The cost of air pollution on your health… and the housing market
New research from McCourt School expert Lutz Sager measures the effects of the Clean Air Act on air pollution, exposure disparities and house prices.
The Clean Air Act, the flagship federal legislation regulating air emissions, was first enacted in 1963. Since the 1970s, every decade has brought new regulation — from reducing auto emissions to phasing out ozone-depleting chemicals.
In collaboration with the Grantham Research Institute on Climate Change and the Environment at the London School of Economics, McCourt Assistant Professor Lutz Sager evaluated the effectiveness of the latest Clean Air Act rules for fine particulate matter (PM2.5) pollution. Particulate matter, which is 30 times smaller in diameter than a piece of human hair, is often only visible through a microscope, while other times, it is dark enough to be seen circulating in the air.
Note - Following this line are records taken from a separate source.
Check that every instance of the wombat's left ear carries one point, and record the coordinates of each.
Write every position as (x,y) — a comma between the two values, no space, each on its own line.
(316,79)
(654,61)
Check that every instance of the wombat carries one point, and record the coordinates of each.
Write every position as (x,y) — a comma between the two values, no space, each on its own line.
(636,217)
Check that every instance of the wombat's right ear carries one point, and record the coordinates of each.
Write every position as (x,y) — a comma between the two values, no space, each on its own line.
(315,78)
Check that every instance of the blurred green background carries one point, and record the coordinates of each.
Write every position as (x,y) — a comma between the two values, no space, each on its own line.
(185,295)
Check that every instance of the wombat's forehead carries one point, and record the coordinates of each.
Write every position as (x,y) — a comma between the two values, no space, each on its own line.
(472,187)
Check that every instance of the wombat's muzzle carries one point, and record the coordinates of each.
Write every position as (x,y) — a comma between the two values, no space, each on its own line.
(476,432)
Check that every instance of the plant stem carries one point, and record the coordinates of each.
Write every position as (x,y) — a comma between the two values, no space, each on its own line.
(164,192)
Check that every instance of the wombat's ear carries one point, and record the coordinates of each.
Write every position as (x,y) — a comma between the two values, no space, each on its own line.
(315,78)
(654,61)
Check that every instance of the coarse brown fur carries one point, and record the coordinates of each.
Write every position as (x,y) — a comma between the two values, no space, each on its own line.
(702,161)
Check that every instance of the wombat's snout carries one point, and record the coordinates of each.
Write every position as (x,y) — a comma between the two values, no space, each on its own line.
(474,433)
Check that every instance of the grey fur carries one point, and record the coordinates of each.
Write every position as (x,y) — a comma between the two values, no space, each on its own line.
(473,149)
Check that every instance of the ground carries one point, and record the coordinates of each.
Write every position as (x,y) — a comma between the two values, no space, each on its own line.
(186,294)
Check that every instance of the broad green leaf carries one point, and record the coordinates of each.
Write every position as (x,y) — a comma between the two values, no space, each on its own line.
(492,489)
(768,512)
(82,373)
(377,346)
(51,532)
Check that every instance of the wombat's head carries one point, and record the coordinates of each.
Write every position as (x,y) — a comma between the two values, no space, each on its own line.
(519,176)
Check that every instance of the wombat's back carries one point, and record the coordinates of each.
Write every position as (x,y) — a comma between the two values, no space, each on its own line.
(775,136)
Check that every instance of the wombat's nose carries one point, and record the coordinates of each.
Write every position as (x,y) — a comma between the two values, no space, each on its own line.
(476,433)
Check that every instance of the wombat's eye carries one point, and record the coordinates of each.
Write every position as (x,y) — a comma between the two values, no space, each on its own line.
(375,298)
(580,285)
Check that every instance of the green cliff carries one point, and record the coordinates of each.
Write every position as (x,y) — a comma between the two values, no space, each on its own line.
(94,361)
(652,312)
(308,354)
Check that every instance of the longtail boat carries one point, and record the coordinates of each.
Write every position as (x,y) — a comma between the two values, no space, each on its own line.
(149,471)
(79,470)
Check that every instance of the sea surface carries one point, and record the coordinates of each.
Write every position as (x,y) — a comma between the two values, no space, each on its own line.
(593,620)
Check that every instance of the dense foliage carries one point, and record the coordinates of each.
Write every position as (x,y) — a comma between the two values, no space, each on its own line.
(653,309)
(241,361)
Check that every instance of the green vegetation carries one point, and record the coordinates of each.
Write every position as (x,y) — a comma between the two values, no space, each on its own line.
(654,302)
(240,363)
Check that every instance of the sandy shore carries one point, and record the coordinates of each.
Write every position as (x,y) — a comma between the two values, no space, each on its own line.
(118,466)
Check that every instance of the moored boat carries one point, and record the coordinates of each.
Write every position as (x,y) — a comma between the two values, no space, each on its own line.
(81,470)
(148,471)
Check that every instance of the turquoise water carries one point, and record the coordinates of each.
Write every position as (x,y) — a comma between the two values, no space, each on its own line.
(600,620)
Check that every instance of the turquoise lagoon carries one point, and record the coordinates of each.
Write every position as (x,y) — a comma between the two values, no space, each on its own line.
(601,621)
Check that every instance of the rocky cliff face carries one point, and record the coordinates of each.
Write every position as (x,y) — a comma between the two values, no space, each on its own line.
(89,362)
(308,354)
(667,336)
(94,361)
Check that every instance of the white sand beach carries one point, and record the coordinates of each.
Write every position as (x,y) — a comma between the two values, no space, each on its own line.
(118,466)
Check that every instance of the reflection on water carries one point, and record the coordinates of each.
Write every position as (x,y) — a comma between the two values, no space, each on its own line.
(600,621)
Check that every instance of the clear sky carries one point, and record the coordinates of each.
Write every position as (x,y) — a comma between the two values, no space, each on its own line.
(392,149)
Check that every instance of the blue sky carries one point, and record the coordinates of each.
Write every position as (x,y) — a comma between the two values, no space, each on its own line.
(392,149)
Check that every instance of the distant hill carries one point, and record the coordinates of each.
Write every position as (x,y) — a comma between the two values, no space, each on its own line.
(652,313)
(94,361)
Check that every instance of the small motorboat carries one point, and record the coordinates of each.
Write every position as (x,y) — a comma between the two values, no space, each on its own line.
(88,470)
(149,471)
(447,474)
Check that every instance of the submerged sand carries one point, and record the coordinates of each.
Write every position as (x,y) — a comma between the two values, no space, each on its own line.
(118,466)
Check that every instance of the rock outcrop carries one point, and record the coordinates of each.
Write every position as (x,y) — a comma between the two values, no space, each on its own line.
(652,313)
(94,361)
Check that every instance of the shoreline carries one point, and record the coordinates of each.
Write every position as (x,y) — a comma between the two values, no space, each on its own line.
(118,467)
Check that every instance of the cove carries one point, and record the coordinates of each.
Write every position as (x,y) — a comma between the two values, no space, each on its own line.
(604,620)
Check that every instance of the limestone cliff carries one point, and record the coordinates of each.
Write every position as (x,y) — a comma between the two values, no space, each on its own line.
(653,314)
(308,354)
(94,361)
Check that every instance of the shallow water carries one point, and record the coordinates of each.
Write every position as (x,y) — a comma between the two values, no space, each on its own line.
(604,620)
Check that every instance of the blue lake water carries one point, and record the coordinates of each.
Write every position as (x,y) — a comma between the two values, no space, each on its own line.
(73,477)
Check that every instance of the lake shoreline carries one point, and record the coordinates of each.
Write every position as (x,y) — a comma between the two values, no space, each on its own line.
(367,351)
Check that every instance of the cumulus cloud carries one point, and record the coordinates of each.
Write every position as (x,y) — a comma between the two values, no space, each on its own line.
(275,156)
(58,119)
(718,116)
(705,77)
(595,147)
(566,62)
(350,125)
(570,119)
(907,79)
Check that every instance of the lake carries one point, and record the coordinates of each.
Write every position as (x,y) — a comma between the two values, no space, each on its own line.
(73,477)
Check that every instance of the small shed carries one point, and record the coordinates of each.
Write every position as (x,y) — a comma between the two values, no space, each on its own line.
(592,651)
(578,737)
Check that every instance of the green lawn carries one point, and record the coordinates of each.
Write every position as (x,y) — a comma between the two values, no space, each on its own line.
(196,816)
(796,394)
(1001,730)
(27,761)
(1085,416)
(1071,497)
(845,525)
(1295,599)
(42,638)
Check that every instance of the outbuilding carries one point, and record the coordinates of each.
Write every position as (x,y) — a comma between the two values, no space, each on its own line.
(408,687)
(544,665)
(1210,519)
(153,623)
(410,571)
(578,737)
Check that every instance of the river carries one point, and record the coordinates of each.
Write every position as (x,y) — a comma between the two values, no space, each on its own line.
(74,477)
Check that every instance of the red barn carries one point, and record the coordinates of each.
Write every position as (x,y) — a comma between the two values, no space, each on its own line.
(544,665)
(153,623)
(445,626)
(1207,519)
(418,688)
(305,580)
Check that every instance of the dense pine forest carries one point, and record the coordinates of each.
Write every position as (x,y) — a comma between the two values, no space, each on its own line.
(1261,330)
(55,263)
“Air pollution from fine particulate matter has substantial negative effects on health, productivity and behavior,” said Sager. “It can lead to higher mortality, greater risk of asthma and heart attacks, and slower performance, especially among workers doing more physical, manual labor.”
Sager’s previous research has also shown that individuals are potentially more aggressive on days when there is a high concentration of PM2.5 pollution in the air. One possible explanation for this is that the particulates potentially trigger cortisol, the body’s primary stress hormone.
The effect of air quality on house prices
The World Health Organization and the Environmental Protection Agency (EPA) have been measuring air pollution for decades. In 2005, the EPA used air quality monitors to calculate an average level of exposure to PM2.5 pollution in the United States. Historically-problematic areas and many new cities became subject to higher regulation by state and federal agencies.
Sager found substantially improved air quality in regulated areas in the decade that followed, underscoring the Clean Air Act’s contribution to better air quality. Sager also found that more polluted areas experienced faster air quality improvements even when they were not regulated — possibly due to modern advancements in manufacturing, more cars with less emissions and better environmental policies at the national level.
“It was important that we accounted for pre-existing trends in pollution improvements,” said Sager. “Failing to account for these trends risks overstating the pollution reduction benefits of regulation.”
The resulting air quality improvements are also reflected in higher house prices. Sager found that houses in cleaner air environments were bought and sold at higher prices than houses in less-regulated, more polluted geographic regions.
“This trend is visible in places that became more-highly regulated after 2005, like Cincinnati, Indianapolis, Los Angeles, Chicago and New York City, among other major metropolitan areas,” said Sager. “Many such places experienced bigger improvements in air quality and bigger increases in house prices, reflecting that people seem to place a higher value on properties where the air is cleaner.”
Disparities in race and pollution exposure
“The biggest source of fine particulate matter pollution comes from burning fossil fuels,” said Sager. “While pollutant concentrations can vary across geographic regions, high pollution areas tend to be those around power plants, construction sites or major highways, for example.”
Although highly-regulated areas are dispersed across the country, bad air quality disproportionately affects minority and disadvantaged groups, and people living in urban areas. The racial gap and urban-rural divide in exposure to toxic particulate matter may reflect factors beyond geographic distribution, such as wealth disparities and uneven policies.
Sager found that Clean Air Act rules have helped narrow both gaps, largely due to extra attention being paid to high pollution areas, where state and federal agencies have increased regulation and monitoring.